Am Thursday 18 July 2002 20:40 schrieb Daniel Gryniewicz:
> On Thu, 2002-07-18 at 14:15, Nicolai Haehnle wrote:
> > I really doubt there's an architecture out there where simple
> > reads/writes in the native data type are not atomic (how could that be
> > possible anyway?). So it seems better to write for reasonable rather than
> > academic scenarios.
> >
> > cu,
> > Nicolai
>
> Not true. On SMP, writes to anything are usually not atomic with
> respect to other processors, because of the cache. If two processors
> write to the same (for example) int at the same time, both write to
> their caches, and when the caches get flushed, they can trounce on each
> other. Memory ordering constraints can fix this. Things get more
> complicated if the memory can get written to by a DMA from the PCI bus.
> There was a thread on barrier() on the AtheOS list that covered this.
> True, a write to an int is atomic with respect to interrupts, unlike a
> long long on a 32-bit processor, but not with respect to SMP without an
> barrier.
>
> Daniel
Intel Architecture Manual vol. 3: System Programming, chapter 7.1. says that reads and writes to aligned data are always atomic (read-modiy-write operations are not atomic, you need a lock prefix for them). This is ensured by the cache coherency protocol on SMP systems.
This means that there is no effective difference between a sequence like
*address = v;
and
lock(somelock);
*address = v;
unlock(somelock);
If two CPUs execute this sequence in parallel on the same address, you can't tell which store takes precedence. Afterwards, *address will always be either CPU#1's v or CPU#2's v, but it won't be corrupted (this only applies to aligned data, native data types). This is true with both sequences.

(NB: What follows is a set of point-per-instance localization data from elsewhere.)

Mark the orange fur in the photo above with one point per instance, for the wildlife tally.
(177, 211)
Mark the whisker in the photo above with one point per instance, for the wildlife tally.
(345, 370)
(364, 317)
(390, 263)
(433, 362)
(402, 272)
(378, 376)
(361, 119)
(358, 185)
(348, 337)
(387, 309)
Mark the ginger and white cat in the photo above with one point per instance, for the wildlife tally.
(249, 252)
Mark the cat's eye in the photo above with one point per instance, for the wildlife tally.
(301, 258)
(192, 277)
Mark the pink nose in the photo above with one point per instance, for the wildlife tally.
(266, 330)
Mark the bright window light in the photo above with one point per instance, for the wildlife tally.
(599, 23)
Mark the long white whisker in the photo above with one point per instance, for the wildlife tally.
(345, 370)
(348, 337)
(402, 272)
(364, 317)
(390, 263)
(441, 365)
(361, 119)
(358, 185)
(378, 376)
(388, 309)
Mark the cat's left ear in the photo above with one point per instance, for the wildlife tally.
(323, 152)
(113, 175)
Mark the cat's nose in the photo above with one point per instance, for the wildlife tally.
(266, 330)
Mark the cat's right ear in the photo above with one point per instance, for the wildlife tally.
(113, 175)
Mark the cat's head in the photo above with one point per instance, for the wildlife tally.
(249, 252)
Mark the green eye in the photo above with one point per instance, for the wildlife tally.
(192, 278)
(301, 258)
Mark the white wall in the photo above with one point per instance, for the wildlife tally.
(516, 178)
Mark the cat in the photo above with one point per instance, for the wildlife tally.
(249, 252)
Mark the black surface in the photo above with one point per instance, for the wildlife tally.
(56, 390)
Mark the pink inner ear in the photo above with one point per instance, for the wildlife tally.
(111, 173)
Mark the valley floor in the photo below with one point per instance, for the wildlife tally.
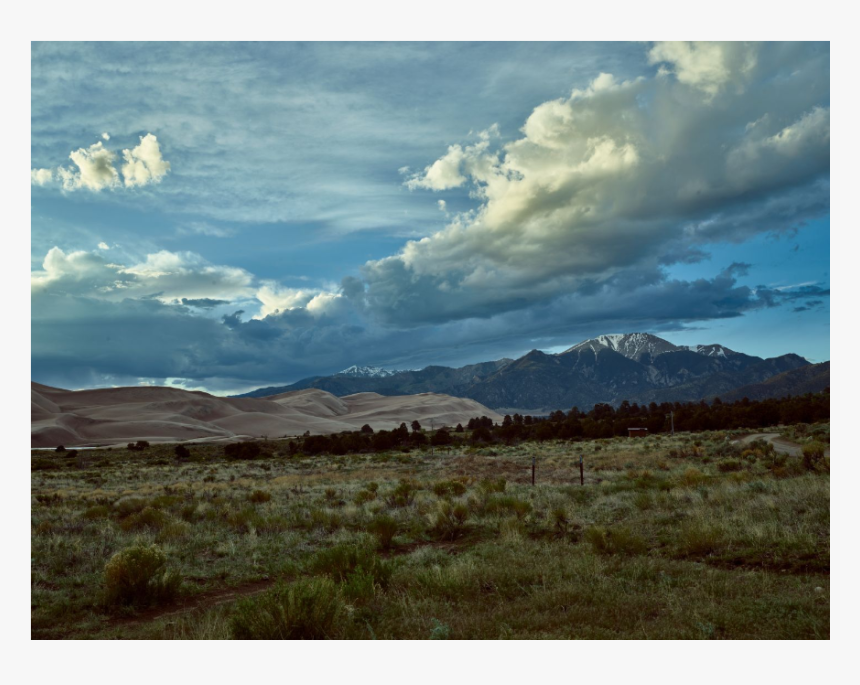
(667, 538)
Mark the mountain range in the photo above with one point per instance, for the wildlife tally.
(638, 367)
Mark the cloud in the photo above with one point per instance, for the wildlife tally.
(164, 275)
(706, 66)
(619, 176)
(207, 229)
(94, 168)
(40, 177)
(574, 221)
(144, 163)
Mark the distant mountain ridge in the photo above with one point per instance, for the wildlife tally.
(639, 367)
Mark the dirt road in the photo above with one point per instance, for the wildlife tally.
(779, 444)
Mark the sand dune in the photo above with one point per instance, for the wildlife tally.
(111, 416)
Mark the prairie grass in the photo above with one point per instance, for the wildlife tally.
(662, 541)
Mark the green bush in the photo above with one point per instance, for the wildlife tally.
(384, 527)
(138, 576)
(813, 455)
(308, 609)
(728, 465)
(363, 496)
(99, 511)
(490, 485)
(259, 496)
(342, 560)
(445, 488)
(450, 520)
(403, 495)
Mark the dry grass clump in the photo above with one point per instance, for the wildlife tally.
(139, 576)
(308, 609)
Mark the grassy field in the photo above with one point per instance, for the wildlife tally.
(689, 537)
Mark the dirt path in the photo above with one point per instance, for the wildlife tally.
(215, 597)
(779, 444)
(206, 600)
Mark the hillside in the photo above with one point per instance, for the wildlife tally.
(812, 378)
(638, 367)
(113, 416)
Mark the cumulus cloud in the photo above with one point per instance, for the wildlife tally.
(619, 176)
(144, 163)
(40, 177)
(574, 222)
(94, 167)
(166, 276)
(706, 66)
(95, 170)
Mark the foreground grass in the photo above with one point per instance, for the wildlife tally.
(679, 537)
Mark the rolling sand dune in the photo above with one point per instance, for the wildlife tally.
(111, 416)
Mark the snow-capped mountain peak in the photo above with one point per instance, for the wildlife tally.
(365, 372)
(711, 350)
(631, 345)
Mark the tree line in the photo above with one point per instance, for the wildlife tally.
(601, 421)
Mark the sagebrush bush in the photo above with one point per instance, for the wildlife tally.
(384, 527)
(693, 477)
(342, 560)
(403, 495)
(139, 576)
(259, 496)
(449, 522)
(615, 540)
(813, 455)
(446, 488)
(308, 609)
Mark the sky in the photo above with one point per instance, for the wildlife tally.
(229, 216)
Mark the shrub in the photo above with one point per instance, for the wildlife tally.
(129, 505)
(403, 495)
(363, 496)
(138, 576)
(616, 540)
(450, 520)
(99, 511)
(308, 609)
(692, 477)
(342, 560)
(490, 485)
(508, 504)
(259, 496)
(440, 631)
(384, 527)
(699, 538)
(445, 488)
(813, 455)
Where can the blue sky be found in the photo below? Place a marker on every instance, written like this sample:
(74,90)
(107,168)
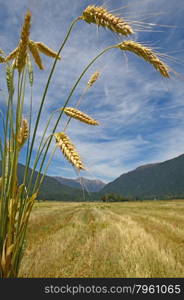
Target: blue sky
(141,114)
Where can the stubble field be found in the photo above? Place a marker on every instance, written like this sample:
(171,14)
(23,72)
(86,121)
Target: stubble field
(131,239)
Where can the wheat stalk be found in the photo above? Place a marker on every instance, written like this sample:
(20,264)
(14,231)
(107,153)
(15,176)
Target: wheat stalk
(79,115)
(94,77)
(102,17)
(147,54)
(12,55)
(23,133)
(69,150)
(34,51)
(46,50)
(23,44)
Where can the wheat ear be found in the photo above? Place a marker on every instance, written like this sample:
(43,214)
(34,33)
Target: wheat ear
(102,17)
(147,54)
(94,77)
(79,115)
(23,133)
(12,55)
(23,44)
(68,150)
(46,50)
(35,53)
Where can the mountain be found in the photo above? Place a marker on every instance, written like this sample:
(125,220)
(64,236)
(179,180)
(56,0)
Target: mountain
(91,185)
(51,189)
(160,180)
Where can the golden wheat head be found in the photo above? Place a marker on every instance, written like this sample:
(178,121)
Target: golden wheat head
(94,77)
(102,17)
(12,55)
(46,50)
(68,150)
(35,53)
(23,133)
(23,44)
(79,115)
(147,54)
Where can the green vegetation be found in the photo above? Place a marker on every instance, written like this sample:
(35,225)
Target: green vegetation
(157,181)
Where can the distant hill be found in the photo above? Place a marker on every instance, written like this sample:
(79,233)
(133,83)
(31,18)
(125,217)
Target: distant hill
(163,180)
(51,189)
(91,185)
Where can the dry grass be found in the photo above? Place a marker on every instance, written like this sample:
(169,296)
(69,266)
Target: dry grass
(105,240)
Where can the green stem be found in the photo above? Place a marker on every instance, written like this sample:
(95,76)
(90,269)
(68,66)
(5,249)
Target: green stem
(70,95)
(45,92)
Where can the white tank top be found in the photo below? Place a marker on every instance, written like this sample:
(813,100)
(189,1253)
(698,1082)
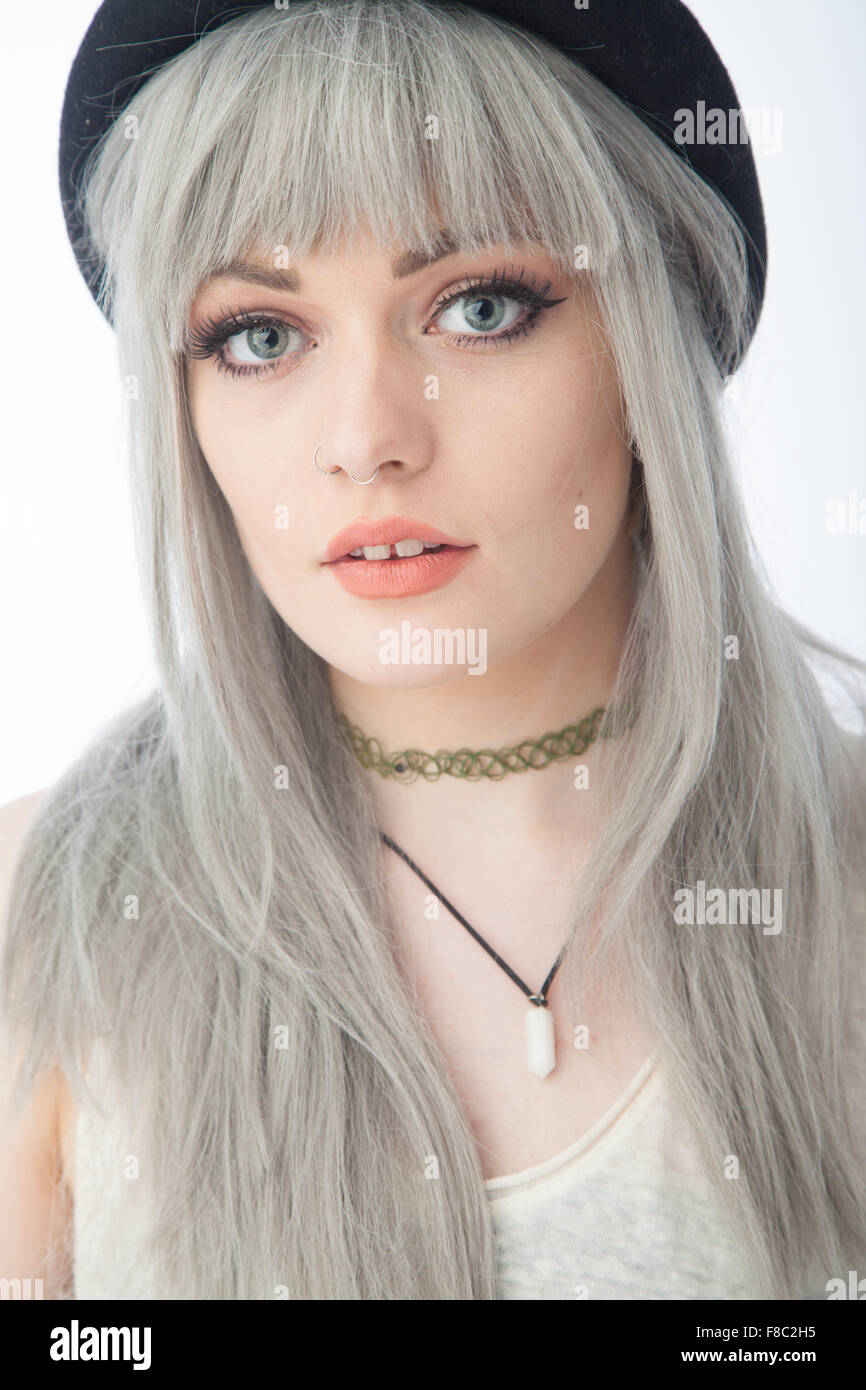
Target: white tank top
(620,1214)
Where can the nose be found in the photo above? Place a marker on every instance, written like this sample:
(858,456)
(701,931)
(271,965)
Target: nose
(376,421)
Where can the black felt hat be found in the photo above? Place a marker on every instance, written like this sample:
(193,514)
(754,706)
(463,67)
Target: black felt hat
(652,53)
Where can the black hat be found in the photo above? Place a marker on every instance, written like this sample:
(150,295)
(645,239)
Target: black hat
(651,53)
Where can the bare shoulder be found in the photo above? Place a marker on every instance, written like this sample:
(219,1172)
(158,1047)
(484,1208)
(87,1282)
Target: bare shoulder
(15,819)
(50,1111)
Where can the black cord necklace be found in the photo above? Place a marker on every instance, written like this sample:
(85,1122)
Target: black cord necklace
(541,1044)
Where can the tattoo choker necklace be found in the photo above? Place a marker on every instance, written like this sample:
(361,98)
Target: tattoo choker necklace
(487,762)
(573,738)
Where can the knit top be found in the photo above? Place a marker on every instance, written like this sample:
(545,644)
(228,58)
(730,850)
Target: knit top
(623,1212)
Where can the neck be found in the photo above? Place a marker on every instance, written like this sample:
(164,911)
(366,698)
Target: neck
(560,679)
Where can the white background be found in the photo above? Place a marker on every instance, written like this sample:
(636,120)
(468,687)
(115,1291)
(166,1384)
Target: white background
(74,637)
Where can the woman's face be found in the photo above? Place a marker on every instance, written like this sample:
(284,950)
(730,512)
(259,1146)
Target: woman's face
(494,421)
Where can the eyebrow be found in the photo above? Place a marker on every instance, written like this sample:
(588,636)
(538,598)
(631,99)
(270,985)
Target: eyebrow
(289,281)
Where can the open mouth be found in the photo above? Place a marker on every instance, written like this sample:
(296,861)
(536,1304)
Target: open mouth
(402,551)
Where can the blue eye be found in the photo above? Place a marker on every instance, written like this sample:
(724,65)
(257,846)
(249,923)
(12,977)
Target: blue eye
(264,338)
(483,312)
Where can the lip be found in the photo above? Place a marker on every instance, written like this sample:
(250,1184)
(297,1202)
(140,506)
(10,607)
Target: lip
(387,531)
(399,577)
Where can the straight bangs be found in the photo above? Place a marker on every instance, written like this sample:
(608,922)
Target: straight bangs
(291,129)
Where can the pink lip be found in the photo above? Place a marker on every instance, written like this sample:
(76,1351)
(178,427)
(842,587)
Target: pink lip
(387,531)
(402,576)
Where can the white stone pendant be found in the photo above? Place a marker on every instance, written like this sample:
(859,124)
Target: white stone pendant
(541,1044)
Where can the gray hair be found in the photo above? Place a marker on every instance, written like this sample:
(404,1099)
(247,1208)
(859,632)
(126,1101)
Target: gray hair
(302,1166)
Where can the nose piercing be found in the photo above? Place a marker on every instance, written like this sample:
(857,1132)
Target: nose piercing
(328,471)
(323,470)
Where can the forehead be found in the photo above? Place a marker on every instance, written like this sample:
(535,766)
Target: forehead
(273,273)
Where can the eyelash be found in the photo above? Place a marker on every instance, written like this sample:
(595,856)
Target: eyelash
(210,337)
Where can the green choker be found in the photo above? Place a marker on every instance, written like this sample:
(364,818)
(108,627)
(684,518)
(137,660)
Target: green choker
(552,748)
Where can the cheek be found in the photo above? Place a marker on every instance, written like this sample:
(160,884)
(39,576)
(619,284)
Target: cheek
(562,448)
(249,462)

Of course, you will typically need some locking anyway, because the write is usually preceded by a read which determines the v. This lock needs to be outside of set_tld though, e.g.:
lock(somelock);
get relevant data
set_tld(...);
unlock(somelock);
Am Thursday 18 July 2002 20:48 schrieb Kristian Van Der Vliet:
[big snip]
> I'm not sure (I'm not a kernel hacker, I just play one while trying to
> compile Glibc ;) ), but I believe the danger lies in the posibility that
> set_tld could be taken out of context between the call
>
> Process_s* psProc=CURRENT_PROC;
>
> and
>
> psProc->pr_anTLDBitmap[nHandle]=(uint32)pValue;
True. But if that's what you worry about, the lock needs to be around those two lines, not around just the assignment ;)
Still, this would only protect you against a change of the return value of CURRENT_PROC. I don't think the kernel moves the process structures around, does it? That would cause some major headaches...
> On an SMP system it is possible that free_tld() could be called by a thread
> on the second CPU. When the first thread restarts nHandle is now invalid.
> The problem couldn't possibly exist with get_tld() as it stands (The handle
> could be invalid anyway, as it is. I'm a lazy non-bounds checking coder
> who was in a rush!).
This sounds like the lock needs to be higher up in the call hierarchy (see above). I'd have to look at the TLD implementation in detail to tell for sure, though.